Testing criteria

Before analyzing your entire Twitter archive, test your criteria configuration on a small sample to ensure the AI interprets your rules as intended. This prevents wasting API quota and time on poorly-tuned criteria.

Why test criteria?

AI interpretation of deletion criteria is nuanced and can produce unexpected results:

Too strict: Flags tweets you want to keep
Too lenient: Misses tweets you want to delete
Ambiguous rules: Produces inconsistent decisions
Wrong context: Doesn’t understand your professional domain

Testing on 10-20 tweets takes 2-3 minutes but can save hours of re-processing with refined criteria.

Creating a test sample

Extract a small subset of tweets that represent the diversity of your archive.

Run initial extraction

First, extract your full archive to CSV:

python src/main.py extract-tweets

This creates data/tweets/transformed/tweets.csv

Create test subset

Select 10-20 diverse tweets covering:

Different time periods (old and recent)
Various topics you’ve tweeted about
Different tones (professional, casual, humorous)
Edge cases you’re unsure about

# Copy first 20 tweets to test file
head -n 21 data/tweets/transformed/tweets.csv > data/tweets/transformed/test_tweets.csv

# Or manually curate specific tweet IDs
head -n 1 data/tweets/transformed/tweets.csv > data/tweets/transformed/test_tweets.csv
grep -E "(1234567890|9876543210|1111111111)" data/tweets/transformed/tweets.csv >> data/tweets/transformed/test_tweets.csv

Update configuration temporarily

Edit src/config.py to use the test file:

src/config.py

@dataclass
class Settings:
    transformed_tweets_path: str = "data/tweets/transformed/test_tweets.csv"  # Temporarily use test file
    # ... other settings

Testing workflow

Iteratively test and refine your criteria until results match your expectations.

Initial test run

Configure baseline criteria

Start with conservative criteria in config.json:

config.json

{
  "criteria": {
    "forbidden_words": ["damn", "wtf"],
    "topics_to_exclude": [
      "Profanity or unprofessional language"
    ],
    "tone_requirements": [
      "Professional language only"
    ],
    "additional_instructions": "Flag content inappropriate for professional profile"
  }
}

Run analysis on test sample

python src/main.py analyze-tweets

This should complete in 1-2 minutes for 10-20 tweets.

Review results

Open data/tweets/processed/results.csv and manually check each flagged tweet:

tweet_url,deleted
https://x.com/username/status/1234567890,false
https://x.com/username/status/9876543210,false

For each URL:

Visit the tweet
Read the content
Decide: Should this actually be deleted?

Identify misclassifications

Categorize errors:

False positives: Flagged but should keep
False negatives: Not flagged but should delete
Correct decisions: Properly classified

Track patterns:

False positives:
- Tweet 1234567890: Casual tone but professional content
- Tweet 1111111111: Contains "damn" but in a quote

False negatives:
- Tweet 9999999999: Outdated political opinion not caught
- Tweet 8888888888: Sarcastic tone missed

Adjust criteria

Modify config.json based on patterns:

config.json

{
  "criteria": {
    "forbidden_words": ["damn", "wtf", "crypto"],  // Added "crypto"
    "topics_to_exclude": [
      "Profanity or unprofessional language",
      "Outdated political opinions from 2020-2022"  // More specific
    ],
    "tone_requirements": [
      "Professional language only",
      "No sarcasm or cynical humor"  // Address false negative
    ],
    "additional_instructions": "Flag content inappropriate for professional profile.
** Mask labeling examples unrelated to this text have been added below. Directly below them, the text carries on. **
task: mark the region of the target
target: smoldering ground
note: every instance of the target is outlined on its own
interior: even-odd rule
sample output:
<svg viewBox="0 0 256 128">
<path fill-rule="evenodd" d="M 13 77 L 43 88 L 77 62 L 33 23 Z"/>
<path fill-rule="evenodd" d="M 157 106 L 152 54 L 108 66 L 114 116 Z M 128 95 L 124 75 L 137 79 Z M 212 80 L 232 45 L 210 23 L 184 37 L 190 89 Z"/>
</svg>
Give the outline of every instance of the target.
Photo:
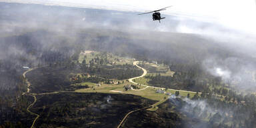
<svg viewBox="0 0 256 128">
<path fill-rule="evenodd" d="M 169 61 L 197 61 L 205 68 L 205 61 L 213 56 L 217 59 L 253 57 L 255 48 L 251 35 L 193 18 L 166 15 L 164 22 L 159 23 L 151 21 L 150 15 L 138 17 L 136 12 L 6 3 L 1 3 L 1 6 L 0 33 L 3 39 L 0 57 L 12 58 L 17 67 L 41 63 L 39 58 L 43 53 L 59 52 L 67 57 L 76 52 L 70 47 L 80 47 L 137 53 Z M 236 39 L 239 41 L 234 41 Z M 19 46 L 29 41 L 35 45 L 33 51 Z M 119 49 L 124 45 L 123 49 Z M 238 47 L 240 49 L 233 50 Z M 21 62 L 21 57 L 28 61 Z M 233 71 L 229 70 L 239 68 L 227 69 L 230 75 Z"/>
</svg>

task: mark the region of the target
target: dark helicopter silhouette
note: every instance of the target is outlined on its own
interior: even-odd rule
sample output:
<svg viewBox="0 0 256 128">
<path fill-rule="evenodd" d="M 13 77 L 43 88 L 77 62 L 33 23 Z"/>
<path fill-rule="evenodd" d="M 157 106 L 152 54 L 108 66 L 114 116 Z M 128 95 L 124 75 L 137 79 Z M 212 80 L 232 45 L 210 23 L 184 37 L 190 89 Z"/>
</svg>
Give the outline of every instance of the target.
<svg viewBox="0 0 256 128">
<path fill-rule="evenodd" d="M 147 14 L 147 13 L 153 13 L 152 14 L 152 16 L 153 16 L 153 21 L 158 20 L 158 21 L 159 21 L 159 23 L 161 23 L 161 22 L 160 22 L 160 20 L 161 20 L 161 19 L 165 19 L 165 17 L 161 17 L 161 13 L 160 13 L 159 11 L 163 11 L 163 10 L 166 10 L 167 8 L 168 8 L 168 7 L 171 7 L 171 6 L 169 6 L 169 7 L 165 7 L 165 8 L 163 8 L 163 9 L 159 9 L 159 10 L 150 11 L 149 12 L 147 12 L 147 13 L 143 13 L 138 14 L 138 15 L 143 15 L 143 14 Z"/>
</svg>

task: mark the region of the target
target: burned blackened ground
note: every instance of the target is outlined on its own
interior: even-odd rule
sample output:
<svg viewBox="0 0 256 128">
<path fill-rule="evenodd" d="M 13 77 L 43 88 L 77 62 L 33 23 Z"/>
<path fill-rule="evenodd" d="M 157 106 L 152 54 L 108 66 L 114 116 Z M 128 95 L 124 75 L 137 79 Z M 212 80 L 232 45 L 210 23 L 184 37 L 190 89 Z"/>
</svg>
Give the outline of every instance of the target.
<svg viewBox="0 0 256 128">
<path fill-rule="evenodd" d="M 131 95 L 60 93 L 37 97 L 37 127 L 116 127 L 129 111 L 156 101 Z"/>
</svg>

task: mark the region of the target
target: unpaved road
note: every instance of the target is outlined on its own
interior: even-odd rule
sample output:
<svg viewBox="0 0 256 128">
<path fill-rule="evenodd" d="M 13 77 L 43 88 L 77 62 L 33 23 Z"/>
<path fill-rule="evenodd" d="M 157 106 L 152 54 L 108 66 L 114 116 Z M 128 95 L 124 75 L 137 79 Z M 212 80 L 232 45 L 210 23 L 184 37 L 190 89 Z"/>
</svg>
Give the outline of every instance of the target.
<svg viewBox="0 0 256 128">
<path fill-rule="evenodd" d="M 133 80 L 133 79 L 137 79 L 137 78 L 141 78 L 141 77 L 143 77 L 144 76 L 145 76 L 147 75 L 147 70 L 143 69 L 143 67 L 139 66 L 137 64 L 138 64 L 139 61 L 134 61 L 133 62 L 133 65 L 135 65 L 136 67 L 137 67 L 139 69 L 141 69 L 143 71 L 143 73 L 139 76 L 139 77 L 133 77 L 133 78 L 130 78 L 129 79 L 129 81 L 133 83 L 133 84 L 135 84 L 135 85 L 138 85 L 139 83 L 136 83 L 136 82 L 134 82 Z M 152 88 L 155 88 L 155 89 L 165 89 L 165 88 L 163 88 L 163 87 L 154 87 L 154 86 L 149 86 L 149 85 L 141 85 L 141 86 L 144 86 L 145 88 L 143 89 L 132 89 L 132 90 L 134 90 L 134 91 L 141 91 L 141 90 L 144 90 L 148 87 L 152 87 Z M 181 91 L 181 92 L 185 92 L 185 93 L 196 93 L 195 91 L 185 91 L 185 90 L 179 90 L 179 89 L 168 89 L 169 90 L 172 90 L 172 91 Z M 201 93 L 199 93 L 199 94 Z"/>
</svg>

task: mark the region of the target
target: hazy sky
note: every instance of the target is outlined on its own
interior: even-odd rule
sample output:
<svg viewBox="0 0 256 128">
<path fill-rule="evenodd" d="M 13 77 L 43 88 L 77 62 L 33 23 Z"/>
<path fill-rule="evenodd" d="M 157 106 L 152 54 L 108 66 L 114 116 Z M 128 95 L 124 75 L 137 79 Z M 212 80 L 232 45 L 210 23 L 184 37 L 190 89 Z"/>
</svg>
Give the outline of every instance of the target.
<svg viewBox="0 0 256 128">
<path fill-rule="evenodd" d="M 85 7 L 127 11 L 154 10 L 172 5 L 163 13 L 216 22 L 256 34 L 255 0 L 0 0 L 44 5 Z"/>
</svg>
Ignore casual tone if content is substantive. Be strict on political content."
  }
}

Reset and re-test

# Clear previous test results
rm data/checkpoint.txt
rm data/tweets/processed/results.csv

# Run analysis again with refined criteria
python src/main.py analyze-tweets

Repeat until satisfied

Continue refining until you achieve acceptable accuracy on your test sample. Aim for:

< 10% false positives: Very few good tweets flagged
< 10% false negatives: Very few bad tweets missed

You’ll never achieve 100% accuracy with AI classification. The goal is “good enough” - when false positives/negatives are rare and tolerable.

Criteria patterns and examples

Pattern: Too broad

Problem: Rule catches more than intended

// Too broad
"topics_to_exclude": ["Politics"]
// Flags ALL political content, including neutral policy discussions

// Better
"topics_to_exclude": ["Partisan political opinions and endorsements"]
// Flags only opinionated political content

Pattern: Too vague

Problem: AI interprets rule differently than you intended

// Too vague
"tone_requirements": ["Be nice"]
// Unclear what "nice" means

// Better
"tone_requirements": [
  "No personal attacks",
  "No mocking or belittling others",
  "Respectful disagreement only"
]
// Specific, actionable criteria

Pattern: Conflicting rules

Problem: Rules contradict each other

// Conflicting
"topics_to_exclude": ["Technical jargon"],
"additional_instructions": "Keep tweets about software engineering"
// Confused: software engineering requires technical jargon

// Better
"topics_to_exclude": ["Excessive unexplained acronyms"],
"additional_instructions": "Keep tweets about software engineering. Technical terms are fine if used professionally."

Pattern: Missing context

Problem: AI doesn’t understand your domain

// Missing context
"forbidden_words": ["kill"]
// Flags "kill the bug" in software context

// Better
"forbidden_words": ["kill"],
"additional_instructions": "Ignore software development terminology like 'kill the process' or 'kill the bug'"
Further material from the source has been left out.